What is Laryngeal Paralysis?
The larynx is normally pulled open on both sides when breathing in and relaxes when breathing out. In patients with laryngeal paralysis the muscles that normally pull the larynx open do not function properly resulting in the larynx becoming partially obstructed. There are several possible causes of laryngeal paralysis however the majority of cases seen occur in older dogs where the likely cause is thought to be due to a decline in nerve function associated with the aging process.
Signs and Symptoms:
The clinical signs seen with laryngeal paralysis include exercise intolerance, noisy breathing, coughing and gagging. You may also notice a change (higher pitch) or a loss of bark. These signs can be subtle to begin with and may even be attributed to ‘old age’ however as the laryngeal disease progresses the signs will become more apparent.
Many dogs with laryngeal paralysis show no signs at rest but signs are observed upon excitement or exercise.

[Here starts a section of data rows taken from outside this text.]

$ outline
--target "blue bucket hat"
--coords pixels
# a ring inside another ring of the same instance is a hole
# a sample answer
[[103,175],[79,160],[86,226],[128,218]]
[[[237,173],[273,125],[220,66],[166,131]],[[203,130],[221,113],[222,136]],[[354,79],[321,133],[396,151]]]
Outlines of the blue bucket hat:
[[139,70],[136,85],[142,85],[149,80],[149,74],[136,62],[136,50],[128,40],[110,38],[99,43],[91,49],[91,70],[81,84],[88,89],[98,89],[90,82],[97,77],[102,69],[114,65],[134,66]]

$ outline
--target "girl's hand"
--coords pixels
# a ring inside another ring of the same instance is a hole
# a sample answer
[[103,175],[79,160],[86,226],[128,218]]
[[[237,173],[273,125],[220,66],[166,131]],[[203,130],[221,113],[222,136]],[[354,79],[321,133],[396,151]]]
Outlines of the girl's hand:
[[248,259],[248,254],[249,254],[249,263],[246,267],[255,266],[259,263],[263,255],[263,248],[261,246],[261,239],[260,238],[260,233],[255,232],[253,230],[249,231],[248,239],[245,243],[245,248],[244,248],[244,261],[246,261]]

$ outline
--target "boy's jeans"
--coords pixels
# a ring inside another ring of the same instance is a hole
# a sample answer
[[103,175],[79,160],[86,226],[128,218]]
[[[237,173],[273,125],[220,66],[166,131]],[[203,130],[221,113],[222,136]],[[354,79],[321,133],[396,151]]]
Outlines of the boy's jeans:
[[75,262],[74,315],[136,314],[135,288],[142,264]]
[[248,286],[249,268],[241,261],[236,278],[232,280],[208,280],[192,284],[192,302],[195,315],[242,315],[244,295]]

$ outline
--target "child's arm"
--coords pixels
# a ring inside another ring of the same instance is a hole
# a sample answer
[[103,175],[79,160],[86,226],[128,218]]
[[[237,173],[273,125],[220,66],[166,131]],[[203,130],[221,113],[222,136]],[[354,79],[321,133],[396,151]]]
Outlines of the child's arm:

In advanced cases of laryngeal paralysis the patient can experience life-threatening respiratory distress caused by severe or even complete obstruction of the larynx. Dogs with laryngeal paralysis are also more prone to overheating in warmer weather due to difficulties which would normally help regulate the cooling process.
The breathing sounds associated with laryngeal paralysis are often very characteristic and can be recognised by an experienced veterinary surgeon however diagnosis of the disease requires visualisation of the larynx and observation of laryngeal movement during respiration. An ultrasound examination with the patient conscious can be performed in some cases.
Laryngeal paralysis is usually seen in older dogs therefore blood tests and chest radiographs may be recommended to check for any signs of concurrent disease.
Patients presenting in acute respiratory distress require urgent attention. Treatment includes oxygen therapy, cooling, sedation and possible general anaesthesia with intubation and assisted breathing.
Permanent management of laryngeal paralysis can be achieved via the surgical procedure termed Arytenoid Lateralisation, more commonly known as Laryngeal Tieback. During this procedure an incision is made on the side of the neck and sutures are placed to permanently secure the larynx in an open position.
Aftercare and Prognosis:
All surgeries carry some degree of risk. This can be minimised by having an experienced surgeon perform the procedure.
The most significant complication associated with laryngeal tieback surgery is aspiration pneumonia due to a risk of liquids or food entering the airway. To minimise this risk a feeding plan may be recommended for the first 2-3 weeks post-surgery. This may involve hand feeding or using an elevated feeding platform and feeding chunky pieces of soft food. Crumbly, flaky and liquid foods should be avoided during this time. If no complications arise then other foods can be slowly introduced.
Other possible complications include infection of the surgical wound, formation of a seroma (a build-up of fluid under the incision site), occasional coughing during or following eating and drinking and breakdown of the tieback sutures resulting in a return of the previous signs requiring re-operation.
Following surgery it is also advisable to minimise barking for approximately 6 weeks (avoid situations known to influence barking), use a harness rather than a neck collar and implement a weight loss program for patients carrying a few extra pounds (this has many other benefits too).
Following full recovery from surgery many owners report a vast improvement in the pet’s breathing and the pet’s quality of life.